Dai Wandervogel ai raduni patriottici in montagna: che impatto ha sulla formazione giovanile la vita ad alta quota?
“La montagna può avere un ruolo fondamentale nella formazione dei giovani. Ma servono formatori preparati. Perché non è facile far scendere un ragazzo da un divano dove è impegnato con lo smartphone per fargli affrontare 4/5 ore di cammino in quota per raggiungere una vetta da cui godere un panorama meraviglioso che il giovane è abituato a vedere su Google. Però, se si inizia presto a portare i bambini in montagna, se si insegna loro il sacrificio premiato dalla conquista delle vette, i risultati si possono ottenere. La mia grande soddisfazione è stata quando i miei figli, da bambini, hanno vissuto come un grande premio la decisione di portarli sulla prima vetta. C’erano 4 gradi sotto zero in piena estate e nessuno si è lamentato”.
La attendono nuove sfide tra le “sue” vette?

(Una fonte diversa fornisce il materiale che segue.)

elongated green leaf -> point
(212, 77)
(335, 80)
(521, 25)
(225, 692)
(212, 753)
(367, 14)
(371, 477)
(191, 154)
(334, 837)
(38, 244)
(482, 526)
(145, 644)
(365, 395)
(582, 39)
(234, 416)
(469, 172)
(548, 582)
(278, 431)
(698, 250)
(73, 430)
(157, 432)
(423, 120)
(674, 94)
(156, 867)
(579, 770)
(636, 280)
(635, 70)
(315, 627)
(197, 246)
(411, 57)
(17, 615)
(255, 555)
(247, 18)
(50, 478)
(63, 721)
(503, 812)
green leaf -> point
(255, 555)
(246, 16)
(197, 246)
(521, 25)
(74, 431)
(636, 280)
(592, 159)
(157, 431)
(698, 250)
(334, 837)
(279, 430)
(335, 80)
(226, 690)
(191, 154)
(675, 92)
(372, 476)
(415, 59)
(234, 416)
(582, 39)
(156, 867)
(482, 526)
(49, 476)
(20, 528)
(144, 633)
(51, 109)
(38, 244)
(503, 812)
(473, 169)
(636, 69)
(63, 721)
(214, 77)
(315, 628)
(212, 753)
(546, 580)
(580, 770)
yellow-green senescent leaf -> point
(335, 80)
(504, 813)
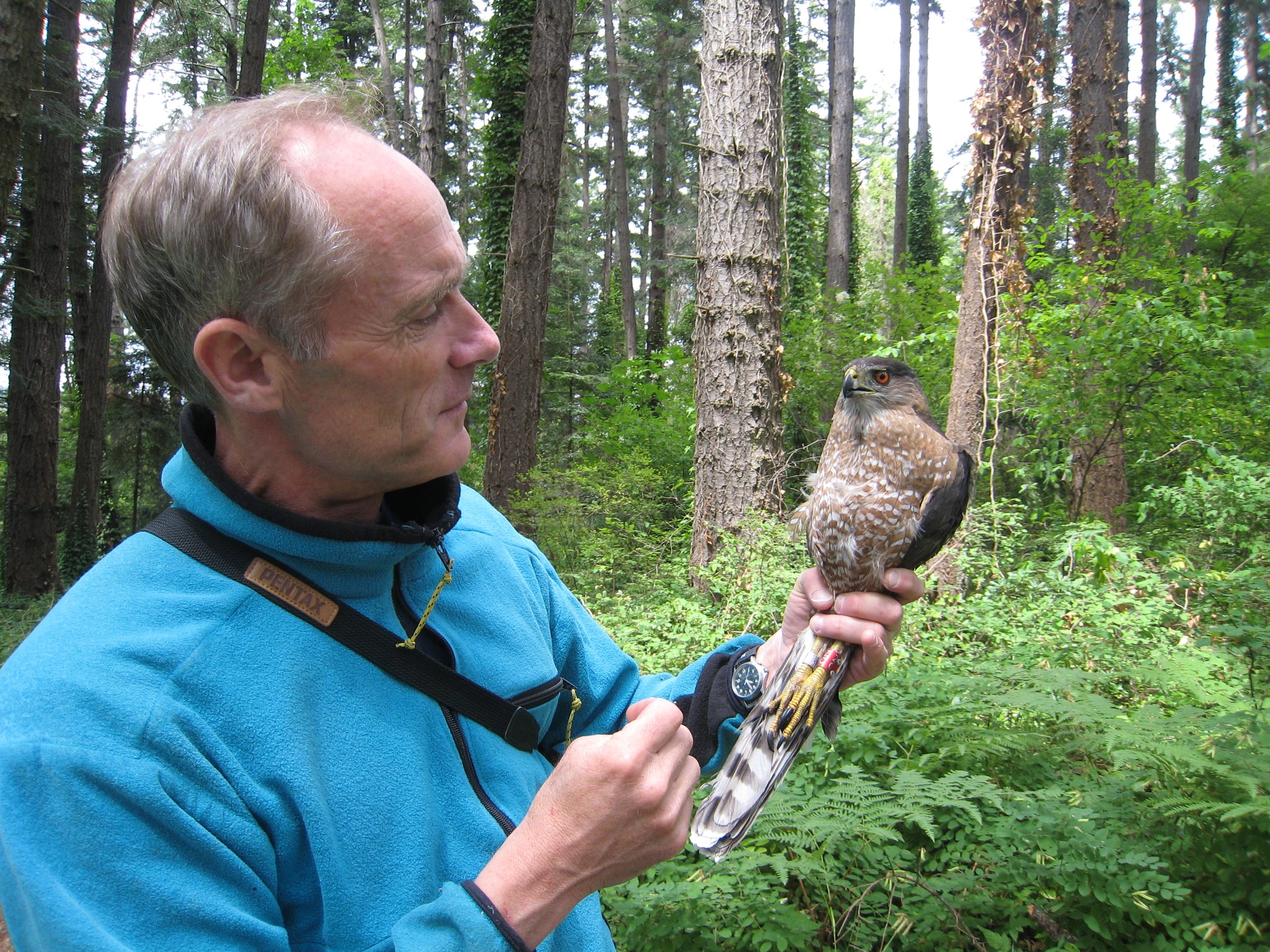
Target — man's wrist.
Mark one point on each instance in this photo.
(531, 897)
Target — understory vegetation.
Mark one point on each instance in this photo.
(1072, 754)
(1070, 749)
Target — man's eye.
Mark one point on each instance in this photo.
(425, 319)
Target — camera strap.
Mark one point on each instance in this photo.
(309, 602)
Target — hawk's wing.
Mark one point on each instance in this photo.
(941, 513)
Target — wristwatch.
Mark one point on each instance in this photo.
(748, 678)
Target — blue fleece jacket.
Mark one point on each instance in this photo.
(186, 765)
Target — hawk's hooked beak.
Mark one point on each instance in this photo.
(855, 384)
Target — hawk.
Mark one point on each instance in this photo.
(889, 491)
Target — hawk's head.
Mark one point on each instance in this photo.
(877, 384)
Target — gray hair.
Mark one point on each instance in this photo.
(214, 225)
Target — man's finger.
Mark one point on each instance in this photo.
(905, 584)
(870, 607)
(652, 723)
(854, 631)
(812, 586)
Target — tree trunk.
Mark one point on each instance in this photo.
(463, 162)
(92, 337)
(1099, 484)
(508, 40)
(40, 322)
(621, 184)
(408, 116)
(1003, 125)
(1121, 68)
(658, 172)
(1148, 140)
(739, 386)
(517, 384)
(1095, 123)
(231, 66)
(255, 35)
(388, 84)
(432, 128)
(842, 115)
(586, 136)
(906, 42)
(1227, 97)
(19, 70)
(923, 59)
(1193, 117)
(1253, 65)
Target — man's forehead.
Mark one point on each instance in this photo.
(363, 180)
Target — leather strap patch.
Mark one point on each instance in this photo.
(291, 591)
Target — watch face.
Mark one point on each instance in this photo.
(747, 681)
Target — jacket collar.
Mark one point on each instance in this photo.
(350, 559)
(422, 513)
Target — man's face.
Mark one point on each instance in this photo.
(385, 408)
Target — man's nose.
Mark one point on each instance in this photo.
(478, 342)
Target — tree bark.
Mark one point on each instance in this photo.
(432, 128)
(1095, 123)
(463, 161)
(255, 35)
(1148, 139)
(842, 115)
(923, 60)
(1005, 122)
(906, 42)
(1253, 66)
(1193, 115)
(388, 84)
(1227, 98)
(408, 115)
(92, 335)
(620, 184)
(739, 386)
(1121, 68)
(19, 70)
(40, 322)
(517, 384)
(658, 172)
(1099, 483)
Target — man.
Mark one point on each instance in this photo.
(183, 763)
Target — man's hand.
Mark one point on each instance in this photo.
(614, 806)
(865, 619)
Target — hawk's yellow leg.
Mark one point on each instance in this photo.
(801, 700)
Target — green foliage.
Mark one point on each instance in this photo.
(1068, 738)
(804, 177)
(502, 82)
(1162, 346)
(308, 51)
(925, 224)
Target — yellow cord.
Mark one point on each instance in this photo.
(432, 602)
(574, 706)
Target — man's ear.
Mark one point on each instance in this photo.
(248, 368)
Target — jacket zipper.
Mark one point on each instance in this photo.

“No, il cuore non me lo permette più. Lo scorso anno sono riuscito a recuperare ed a tornare sopra i 3mila metri. Quest’anno mi sono limitato a vivere tra le mie montagne, a guardare le vette mentre cambiano di colore. Magari ci riproverò, ma saranno piccole cose”.
In conclusione, la domanda iconica del ciclo di interviste inaugurato da Barbadillo. Che tipo di significato spirituale assume per lei l’ideale del viaggio, dell’esplorazione?
“Un giornalista è per natura curioso. Almeno noi giornalisti d’antan. Vogliamo conoscere, capire, cercare ciò che non conosciamo. Ho avuto la fortuna di viaggiare molto, dappertutto. E ad ogni viaggio ho imparato qualcosa. Non solo nei Paesi più lontani, ma anche nei borghi italiani. Per me il viaggio è conoscenza. Dei luoghi, delle creazioni dell’uomo, dei modi di vivere. È la curiosità che fa andare avanti”.